Mortgage rates fell fairly quickly this afternoon following the Federal Reserves updated economic projections. While it is indeed true that the Fed “raised rates” this afternoon, there are two reasons that doesn’t matter.
First of all, the rate the Fed adjusts (aptly named, the Fed Funds Rate), governs only the shortest-time frames (overnight loans among big banks). Although its effects radiate to longer-term debt like mortgages, the two are far from joined at the hip. Short term rates often move one direction while long term rates move another.
More importantly, EVERYONE responsible for trading the bonds that govern interest rates (and I do mean every last person without a single exception) was well aware that the Fed would be hiking rates today. No Fed rate hike has been better telegraphed during this cycle.
When bond traders know what’s going to happen in the future, they’ll trade accordingly as soon as possible. That means rates had long since adjusted to today’s rate hike–so much so that the hike itself was a non-event. Again, it was the update economic projections that helped rates move lower this afternoon.

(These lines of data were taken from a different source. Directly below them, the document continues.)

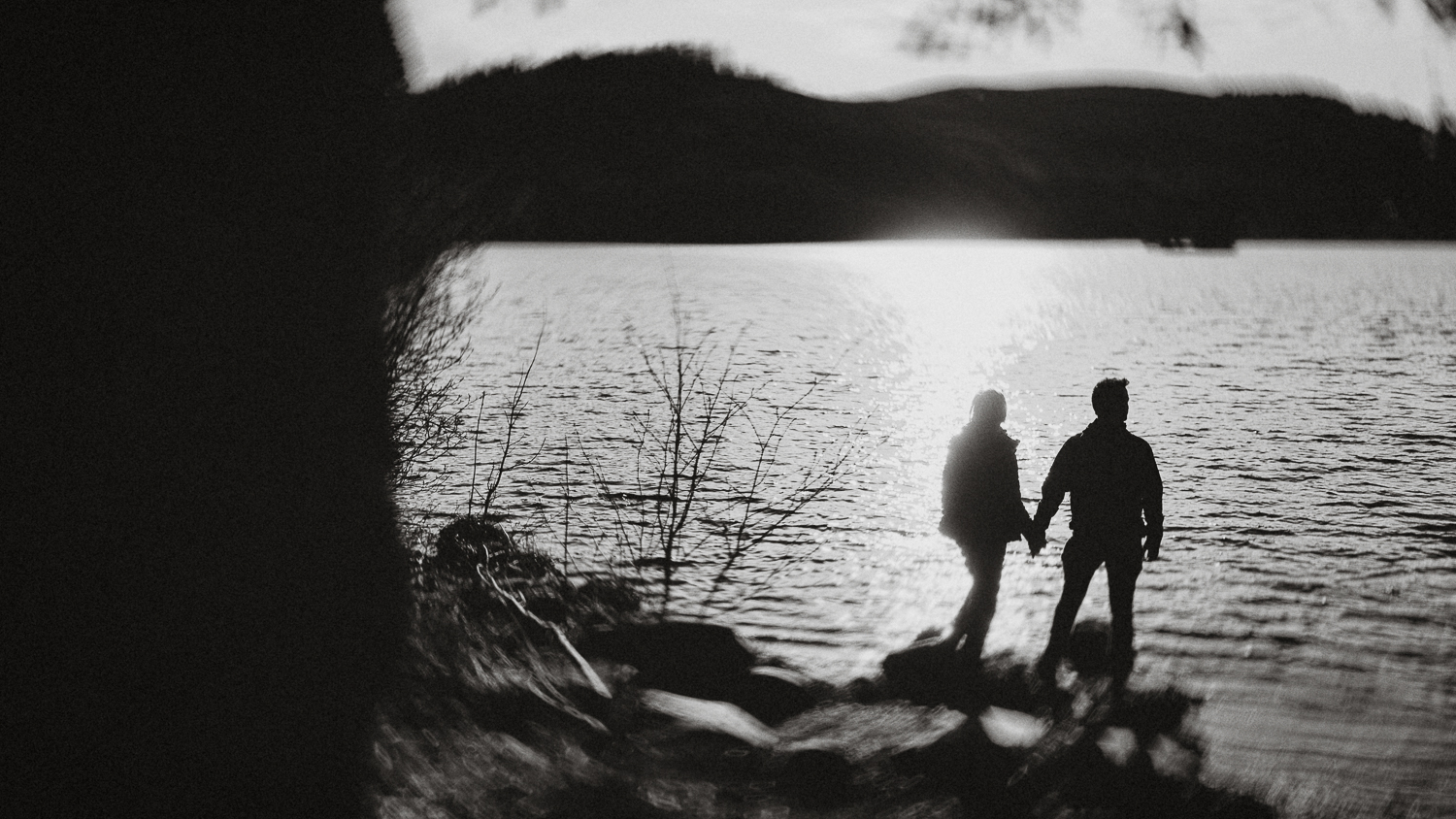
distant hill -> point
(667, 146)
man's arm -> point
(1053, 489)
(1153, 507)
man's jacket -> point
(1112, 478)
(980, 495)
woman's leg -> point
(975, 620)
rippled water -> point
(1298, 399)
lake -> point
(1298, 399)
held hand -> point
(1037, 540)
(1155, 540)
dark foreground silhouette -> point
(533, 694)
(198, 580)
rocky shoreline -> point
(533, 696)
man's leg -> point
(1121, 580)
(1079, 562)
(975, 620)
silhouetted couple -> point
(1117, 516)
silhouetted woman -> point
(980, 509)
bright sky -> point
(1394, 60)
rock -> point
(817, 774)
(1118, 745)
(710, 716)
(1173, 760)
(861, 732)
(695, 659)
(1010, 729)
(774, 694)
(928, 673)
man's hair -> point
(1107, 395)
(989, 404)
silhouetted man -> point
(1114, 486)
(981, 510)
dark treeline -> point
(667, 146)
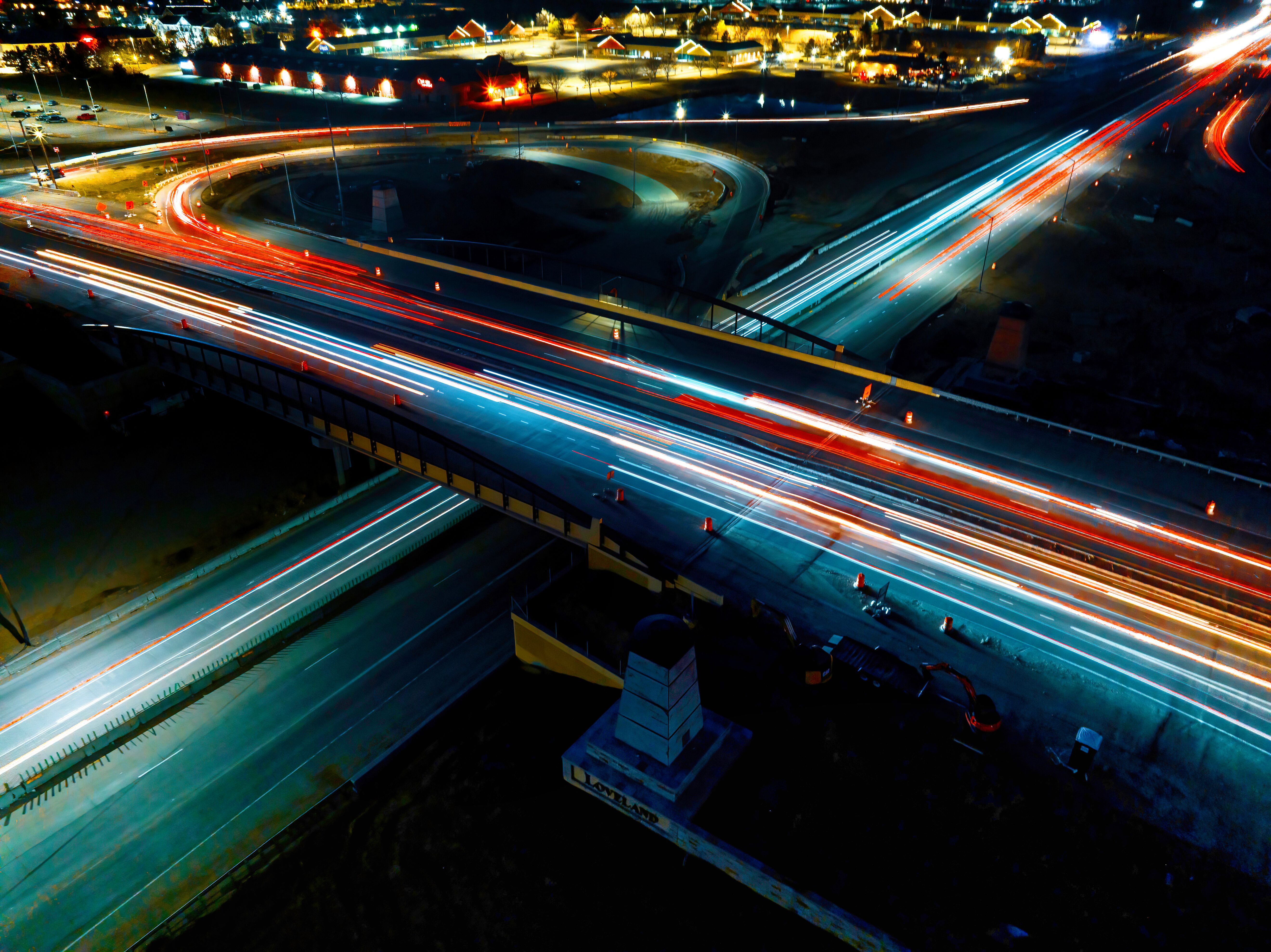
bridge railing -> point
(640, 293)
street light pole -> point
(1071, 171)
(285, 172)
(208, 166)
(21, 631)
(635, 149)
(30, 150)
(340, 194)
(152, 112)
(983, 266)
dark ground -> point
(1149, 307)
(93, 517)
(472, 839)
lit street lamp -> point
(992, 219)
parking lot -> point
(115, 125)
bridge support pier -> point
(344, 459)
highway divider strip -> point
(641, 317)
(79, 755)
(1114, 442)
(58, 642)
(823, 248)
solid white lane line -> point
(323, 658)
(161, 763)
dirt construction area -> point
(1148, 318)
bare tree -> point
(553, 82)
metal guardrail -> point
(637, 293)
(1100, 438)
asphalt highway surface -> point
(897, 272)
(1078, 553)
(102, 860)
(1186, 627)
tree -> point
(555, 81)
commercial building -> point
(681, 49)
(449, 83)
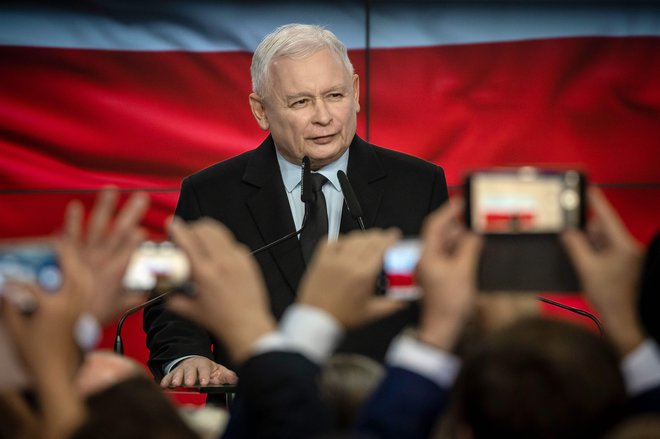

Fed Chair Yellen’s press conference played a major role as well.
Even before the Fed news came out, a weaker reading on an important inflation report helped bond markets get into positive territory on the day. The net effect of the Fed and the economic data was a moderately quick move back to last week’s low rates.
Loan Originator Perspective
Bonds are rallying following the Fed announcement today and weaker inflation data. As of 4pm eastern, only a few lenders have passed along any of the gains. So, i favor floating overnight and evaluate pricing tomorrow. Hopefully this rally can continue, -Victor Burek, Churchill Mortgage
Today’s Most Prevalent Rates
- 30YR FIXED – 4.0%
- FHA/VA – 3.75%
- 15 YEAR FIXED – 3.375%
- 5 YEAR ARMS – 2.75 – 3.25% depending on the lender
Ongoing Lock/Float Considerations
- 2017 had proven to be a relatively good year for mortgage rates despite widespread expectations for a stronger push higher after the presidential election in late 2016.
- While rates remain low in absolute terms, they’ve moved higher in a more threatening way heading into the 4th quarter, relative to the stability and improvement seen earlier in 2017
- The default stance for now is that this trend toward higher rates has the potential to continue. It will take more than a few great days here and there for that outlook to change.
- For weeks, this bullet point had warned about recent stability inviting a bigger dose of volatility. That volatility is now here. As such, locking is generally the better choice until the volatility is clearly dying down.
- Rates discussed refer to the most frequently-quoted, conforming, conventional 30yr fixed rate for top tier borrowers among average to well-priced lenders. The rates generally assume little-to-no origination or discount except as noted when applicable. Rates appearing on this page are “effective rates” that take day-to-day changes in upfront costs into consideration.